Because the fact that Gallagher initially began treating the wounded fighter has never been in doubt. Navy Times detailed the events according to eyewitnesses:
Later, another SO1 who was trained in battlefield medicine told NCIS that he remembered watching the other SEAL corpsman treating the detainee, who appeared to have suffered a leg injury and struggled to breathe, possibly from “blast lung,” a condition that often affects those who survive explosions.
He watched as the SO1 inserted a chest tube while Gallagher, using a special kit, performed a cricothyroidotomy — or “cric” — a simple and rapid surgical method for opening up a blocked airway by inserting a tube through an incision in the cricothyroid ligament, according to records provided to Navy Times.
Gallagher also was present when the prisoner received a trachea tube, two chest tubes and a Sternal Intraosseous Infusion, which bores through bone to reach veins when other IVs won’t work, records indicate.
That SO1 told NCIS he left as the other two SEALs continued working on the prisoner, although other interviews and the prosecution’s own legal filings in the case portray a chaotic scene, with memories about the incident often jumbled by all the witnesses.
In his statements to NCIS, the LPO said he later returned to the area, rounded a parked Humvee and spotted Gallagher kneeling on the right side of the wounded teen.
He insisted that he then saw the chief “stab the ISIS fighter multiple times in the right side of the neck” in a manner that “was in no way a medical procedure,” according to an NCIS report.
He described Gallagher’s knife as the same weapon the chief always carried in a leather sheath. He told NCIS it had a blade a few inches long, although photographs of the weapon make it look stubbier.
The LPO told the agent that an SO1 who remained to assist Gallagher with the medical care was “freaking out a little bit over what Eddie just did” but there was nothing anyone could do “because the subject was dead.”
Was the act of what one witness saw the act of inserting a trach or chest tube? Or did Gallagher suddenly go from potential lifesaver to murderer in a split second? His supporters point out that it is inconceivable that Gallagher would go from trying to save the man’s life to kill him with his knife just seconds later. And that much is true. But sometimes the truth is stranger than fiction.
The message that Gallagher sent to another SEAL where he allegedly said that he killed the ISIS fighter with his knife was either just braggadocio on his behalf or an admission of guilt. But another SEAL testified that Gallagher did stab the ISIS fighter, but after he was already dead.
A Marine who was there but declined to assist in the NCIS investigation stated that he saw no stabbings in the neck and chest area and that the ISIS fighter died from his wounds and not anything that Gallagher did.
However, another SEAL said that he was only about a foot away from the prisoner when Gallagher pulled out his knife and stabbed the boy two or three times in the neck.

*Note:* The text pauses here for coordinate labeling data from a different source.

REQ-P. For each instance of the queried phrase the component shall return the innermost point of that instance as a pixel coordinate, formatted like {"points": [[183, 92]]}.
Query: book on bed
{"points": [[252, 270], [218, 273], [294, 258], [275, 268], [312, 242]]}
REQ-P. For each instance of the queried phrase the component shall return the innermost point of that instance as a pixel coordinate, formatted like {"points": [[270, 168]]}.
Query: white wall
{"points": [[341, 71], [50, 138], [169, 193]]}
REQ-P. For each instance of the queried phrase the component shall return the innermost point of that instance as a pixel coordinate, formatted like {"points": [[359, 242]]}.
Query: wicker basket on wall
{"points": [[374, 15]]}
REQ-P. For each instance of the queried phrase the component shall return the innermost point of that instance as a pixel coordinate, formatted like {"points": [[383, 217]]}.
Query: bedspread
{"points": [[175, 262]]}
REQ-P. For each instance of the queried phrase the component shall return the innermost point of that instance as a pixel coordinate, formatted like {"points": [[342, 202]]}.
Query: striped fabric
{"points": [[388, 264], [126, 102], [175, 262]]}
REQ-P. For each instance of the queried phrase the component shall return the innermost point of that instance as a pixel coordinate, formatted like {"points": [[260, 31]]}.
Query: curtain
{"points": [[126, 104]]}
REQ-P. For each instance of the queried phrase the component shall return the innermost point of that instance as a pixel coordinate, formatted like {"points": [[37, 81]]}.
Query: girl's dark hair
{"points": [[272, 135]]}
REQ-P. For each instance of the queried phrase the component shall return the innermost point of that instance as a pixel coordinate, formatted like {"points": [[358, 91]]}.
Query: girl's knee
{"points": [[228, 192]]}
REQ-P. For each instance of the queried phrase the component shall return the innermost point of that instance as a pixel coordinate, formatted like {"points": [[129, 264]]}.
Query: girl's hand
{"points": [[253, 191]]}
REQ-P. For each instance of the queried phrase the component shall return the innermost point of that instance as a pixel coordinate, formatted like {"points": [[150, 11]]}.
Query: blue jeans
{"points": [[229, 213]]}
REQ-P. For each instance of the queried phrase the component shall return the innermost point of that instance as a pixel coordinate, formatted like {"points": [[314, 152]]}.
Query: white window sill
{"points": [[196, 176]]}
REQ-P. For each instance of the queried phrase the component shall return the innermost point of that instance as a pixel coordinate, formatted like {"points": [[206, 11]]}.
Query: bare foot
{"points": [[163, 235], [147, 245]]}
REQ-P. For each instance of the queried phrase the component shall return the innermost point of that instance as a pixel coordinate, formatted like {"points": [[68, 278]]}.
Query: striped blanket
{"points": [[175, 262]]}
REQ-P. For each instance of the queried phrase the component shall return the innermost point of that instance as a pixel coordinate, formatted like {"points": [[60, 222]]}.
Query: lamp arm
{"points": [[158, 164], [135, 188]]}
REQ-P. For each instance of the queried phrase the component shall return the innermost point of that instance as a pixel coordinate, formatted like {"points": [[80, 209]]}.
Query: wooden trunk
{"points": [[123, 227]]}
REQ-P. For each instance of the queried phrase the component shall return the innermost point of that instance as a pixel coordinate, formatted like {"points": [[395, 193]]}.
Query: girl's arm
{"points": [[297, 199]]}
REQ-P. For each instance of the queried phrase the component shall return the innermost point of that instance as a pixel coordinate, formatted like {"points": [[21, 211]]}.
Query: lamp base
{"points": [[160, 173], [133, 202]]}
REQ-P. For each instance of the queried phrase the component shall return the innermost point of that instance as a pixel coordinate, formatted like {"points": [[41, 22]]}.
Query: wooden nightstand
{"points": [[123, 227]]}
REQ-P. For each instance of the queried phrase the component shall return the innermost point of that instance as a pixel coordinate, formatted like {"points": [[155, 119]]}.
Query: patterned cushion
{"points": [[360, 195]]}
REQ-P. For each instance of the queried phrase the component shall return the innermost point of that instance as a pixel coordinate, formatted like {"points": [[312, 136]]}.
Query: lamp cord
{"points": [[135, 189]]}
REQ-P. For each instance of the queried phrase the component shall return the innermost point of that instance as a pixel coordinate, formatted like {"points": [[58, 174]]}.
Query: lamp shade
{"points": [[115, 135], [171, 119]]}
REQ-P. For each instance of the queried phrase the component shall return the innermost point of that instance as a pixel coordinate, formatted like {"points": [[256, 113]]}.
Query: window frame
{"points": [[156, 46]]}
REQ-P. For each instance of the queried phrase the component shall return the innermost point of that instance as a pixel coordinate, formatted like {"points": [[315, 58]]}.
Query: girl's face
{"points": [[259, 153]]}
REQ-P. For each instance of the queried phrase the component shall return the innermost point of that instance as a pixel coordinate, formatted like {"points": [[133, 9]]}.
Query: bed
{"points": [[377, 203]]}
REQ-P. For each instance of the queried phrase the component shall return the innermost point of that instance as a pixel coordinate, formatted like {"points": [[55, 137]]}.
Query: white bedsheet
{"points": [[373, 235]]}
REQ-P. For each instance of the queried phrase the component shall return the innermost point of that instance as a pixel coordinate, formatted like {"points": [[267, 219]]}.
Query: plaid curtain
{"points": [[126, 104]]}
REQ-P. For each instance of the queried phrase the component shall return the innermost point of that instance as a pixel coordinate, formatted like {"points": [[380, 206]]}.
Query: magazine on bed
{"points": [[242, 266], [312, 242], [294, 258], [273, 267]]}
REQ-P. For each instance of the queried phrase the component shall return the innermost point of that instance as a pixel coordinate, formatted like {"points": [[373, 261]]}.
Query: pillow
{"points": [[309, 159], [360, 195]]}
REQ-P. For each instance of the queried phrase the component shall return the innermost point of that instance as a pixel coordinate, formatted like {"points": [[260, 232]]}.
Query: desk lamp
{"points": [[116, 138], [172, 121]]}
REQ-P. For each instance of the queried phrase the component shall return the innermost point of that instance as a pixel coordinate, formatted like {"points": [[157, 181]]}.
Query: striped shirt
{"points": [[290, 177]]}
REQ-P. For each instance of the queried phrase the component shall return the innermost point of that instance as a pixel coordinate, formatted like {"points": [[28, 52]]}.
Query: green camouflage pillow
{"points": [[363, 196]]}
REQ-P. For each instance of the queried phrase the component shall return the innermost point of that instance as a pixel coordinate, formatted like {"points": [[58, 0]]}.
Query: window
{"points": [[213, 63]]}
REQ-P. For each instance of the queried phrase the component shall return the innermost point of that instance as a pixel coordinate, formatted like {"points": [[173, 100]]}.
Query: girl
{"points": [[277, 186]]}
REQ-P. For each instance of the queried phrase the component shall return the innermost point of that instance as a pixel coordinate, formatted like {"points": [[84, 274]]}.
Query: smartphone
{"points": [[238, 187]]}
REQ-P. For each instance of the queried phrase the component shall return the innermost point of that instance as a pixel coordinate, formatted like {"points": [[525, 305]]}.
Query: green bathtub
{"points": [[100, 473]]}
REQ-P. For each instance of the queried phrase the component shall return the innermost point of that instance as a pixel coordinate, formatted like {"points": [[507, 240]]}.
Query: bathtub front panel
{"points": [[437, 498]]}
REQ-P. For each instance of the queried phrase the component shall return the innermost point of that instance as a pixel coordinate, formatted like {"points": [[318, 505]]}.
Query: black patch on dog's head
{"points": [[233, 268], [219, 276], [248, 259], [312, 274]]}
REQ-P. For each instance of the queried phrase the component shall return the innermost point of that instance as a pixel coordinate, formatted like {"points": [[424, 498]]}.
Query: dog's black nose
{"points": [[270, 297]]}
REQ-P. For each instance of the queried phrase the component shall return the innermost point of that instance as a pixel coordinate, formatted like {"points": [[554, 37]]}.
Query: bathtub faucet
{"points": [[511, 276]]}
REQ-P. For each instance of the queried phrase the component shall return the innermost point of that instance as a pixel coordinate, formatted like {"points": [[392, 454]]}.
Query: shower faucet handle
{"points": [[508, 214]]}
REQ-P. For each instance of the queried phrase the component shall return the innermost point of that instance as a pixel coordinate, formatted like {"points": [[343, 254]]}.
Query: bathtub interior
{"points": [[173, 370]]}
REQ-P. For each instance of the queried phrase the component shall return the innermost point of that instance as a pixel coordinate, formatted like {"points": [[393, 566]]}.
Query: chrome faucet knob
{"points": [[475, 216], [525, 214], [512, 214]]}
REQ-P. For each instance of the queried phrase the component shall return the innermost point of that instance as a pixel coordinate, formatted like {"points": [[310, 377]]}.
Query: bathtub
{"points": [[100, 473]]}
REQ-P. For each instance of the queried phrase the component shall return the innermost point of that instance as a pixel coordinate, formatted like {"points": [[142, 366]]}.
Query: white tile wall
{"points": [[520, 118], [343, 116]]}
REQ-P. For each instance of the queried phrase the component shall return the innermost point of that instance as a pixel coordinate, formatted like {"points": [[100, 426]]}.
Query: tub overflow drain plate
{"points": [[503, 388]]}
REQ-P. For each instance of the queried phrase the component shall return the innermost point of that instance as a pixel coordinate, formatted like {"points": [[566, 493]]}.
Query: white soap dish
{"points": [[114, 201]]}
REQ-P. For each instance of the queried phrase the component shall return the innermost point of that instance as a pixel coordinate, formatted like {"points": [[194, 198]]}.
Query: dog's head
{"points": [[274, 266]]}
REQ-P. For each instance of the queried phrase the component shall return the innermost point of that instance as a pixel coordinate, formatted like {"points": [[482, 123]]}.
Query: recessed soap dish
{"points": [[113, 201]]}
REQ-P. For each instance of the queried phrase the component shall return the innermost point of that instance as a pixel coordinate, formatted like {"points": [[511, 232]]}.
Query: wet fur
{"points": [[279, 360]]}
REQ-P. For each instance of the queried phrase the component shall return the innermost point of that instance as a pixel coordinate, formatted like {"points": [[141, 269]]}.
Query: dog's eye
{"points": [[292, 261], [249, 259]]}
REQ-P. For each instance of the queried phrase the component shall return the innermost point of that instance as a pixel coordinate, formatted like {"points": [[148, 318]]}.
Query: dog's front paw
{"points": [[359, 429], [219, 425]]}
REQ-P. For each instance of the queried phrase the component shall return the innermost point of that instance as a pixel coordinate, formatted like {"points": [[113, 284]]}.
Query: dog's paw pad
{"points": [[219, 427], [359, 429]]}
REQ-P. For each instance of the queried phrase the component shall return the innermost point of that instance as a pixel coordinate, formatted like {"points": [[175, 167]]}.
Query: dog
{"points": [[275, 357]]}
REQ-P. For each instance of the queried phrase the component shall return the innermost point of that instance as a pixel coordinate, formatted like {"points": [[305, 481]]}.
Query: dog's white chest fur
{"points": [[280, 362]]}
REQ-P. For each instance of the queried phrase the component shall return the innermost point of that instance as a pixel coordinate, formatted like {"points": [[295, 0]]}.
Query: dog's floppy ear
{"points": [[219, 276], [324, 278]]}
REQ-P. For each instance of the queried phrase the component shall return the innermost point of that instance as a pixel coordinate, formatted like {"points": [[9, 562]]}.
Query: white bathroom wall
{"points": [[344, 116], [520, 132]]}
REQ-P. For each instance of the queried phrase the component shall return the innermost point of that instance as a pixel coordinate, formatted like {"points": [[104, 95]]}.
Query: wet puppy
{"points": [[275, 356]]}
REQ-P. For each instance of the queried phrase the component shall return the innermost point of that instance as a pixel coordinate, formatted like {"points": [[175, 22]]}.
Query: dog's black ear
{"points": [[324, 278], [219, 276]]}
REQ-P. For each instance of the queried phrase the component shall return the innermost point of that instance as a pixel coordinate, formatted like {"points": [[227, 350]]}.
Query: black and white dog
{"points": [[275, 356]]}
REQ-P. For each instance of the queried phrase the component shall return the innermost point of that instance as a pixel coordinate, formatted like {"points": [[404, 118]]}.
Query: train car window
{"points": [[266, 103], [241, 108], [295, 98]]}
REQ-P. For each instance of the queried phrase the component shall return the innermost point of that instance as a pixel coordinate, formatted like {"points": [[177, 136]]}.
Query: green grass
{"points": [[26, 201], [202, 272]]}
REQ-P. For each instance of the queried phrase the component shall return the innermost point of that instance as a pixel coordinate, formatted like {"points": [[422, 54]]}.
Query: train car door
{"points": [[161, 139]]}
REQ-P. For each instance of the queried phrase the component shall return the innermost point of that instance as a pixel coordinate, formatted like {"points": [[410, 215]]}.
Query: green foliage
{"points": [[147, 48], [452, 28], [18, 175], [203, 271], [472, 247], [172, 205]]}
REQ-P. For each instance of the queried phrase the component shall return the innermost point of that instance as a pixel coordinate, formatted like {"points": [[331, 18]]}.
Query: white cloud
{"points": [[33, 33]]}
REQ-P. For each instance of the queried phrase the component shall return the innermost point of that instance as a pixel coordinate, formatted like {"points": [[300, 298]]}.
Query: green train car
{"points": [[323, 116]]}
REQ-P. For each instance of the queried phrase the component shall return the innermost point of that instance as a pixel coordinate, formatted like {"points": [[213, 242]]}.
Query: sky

The truth lies in between there somewhere. Gallagher, his defense team as well as his family believe that these allegations are nothing more than the results of “bad blood” between the senior chief and the younger SEALs who chafed under his leadership style.
Which is why this two-minute video is extremely important to both sides in this case. If it shows everything up to and including the ISIS fighter’s death, then the manner in which he dies will determine Gallagher’s guilt or innocence. And without this conviction, the charges that he shot unarmed civilians will quickly seem like a witchhunt. If it only shows the initial treatment of the wounded fighter, then both sides are back to square one.
“The truth will set you free” or maybe not.